米Microsoftは7月12日(現地時間)、同社が今秋リリースを予定しているWindows Phone 7用アプリの開発ツール「Windows Phone Developer Tools Beta」の無償提供を開始したと発表した。同社開発者サイトより現在ダウンロードが可能になっている。対応OSはWindows Vista SP2またはWindows 7以上で、2GB以上のメモリとDirectX 10をサポートしたグラフィックカードならびにWDDM 1.1ドライバが必要。

Windows Phone Developer Toolsは、今年3月に米ネバダ州ラスベガスで開催されていたMIX 10でMicrosoftが提供を開始したツールの一般提供向けベータ版。3月時点では一部開発者を対象にしたCTP(Community Technology Preview)という扱いだったが、何回かの機能アップデートを経て正式版リリース前に一般向けベータとして公開された。

今回提供されたWindows Phone Developer Tools Betaには、下記のツール群が含まれている。

  • Visual Studio 2010 Express for Windows Phone Beta
  • Windows Phone Emulator Beta
  • Silverlight for Windows Phone Beta
  • Microsoft Expression Blend for Windows Phone Beta
  • XNA Game Studio 4.0 Beta

Microsoft Expression Blend for Windows Phoneはこれまでエクステンションという扱いでの別提供が行われていたが、今回初めてWindows Phone Developer Toolsの1コンポーネントとして統合された。またDeveloper Registration Utilityというユーティリティが付属しており、これを使うことでWindows Phone 7デバイスを開発用として"アンロック"することが可能になる。こうしてアンロックされたWP7デバイスには、XAP Deployment Toolを使って自身の作成したアプリやツールなどを転送できるようになる。またAPIやテンプレート群もアップデートされており、特にこれまで複数の異なるファイルとしてバラバラに提供されていたDLL群が「Microsoft.Phone.dll」の名称で1つにまとめられている。

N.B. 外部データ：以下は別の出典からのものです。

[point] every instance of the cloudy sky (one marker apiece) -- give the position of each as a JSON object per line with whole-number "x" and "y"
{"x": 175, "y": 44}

また、現時点ではアプリ開発はツール付属のWindows Phone Emulatorを使うしかないが、Microsoftによれば7月19日より開発者を対象にしたサンプルデバイスの提供を開始し、実機でのテストを可能にする予定だという。だがデバイス自体の絶対数が少ないため、主要都市を対象にしたアプリ配布とテスト検証のためのラボを用意して、ここを開発者向けに公開する形態がメインになるようだ。詳細については米MicrosoftのWindows Phone 7チームディレクターのBrandon Watson氏のBlogへの投稿内容を参照してほしい。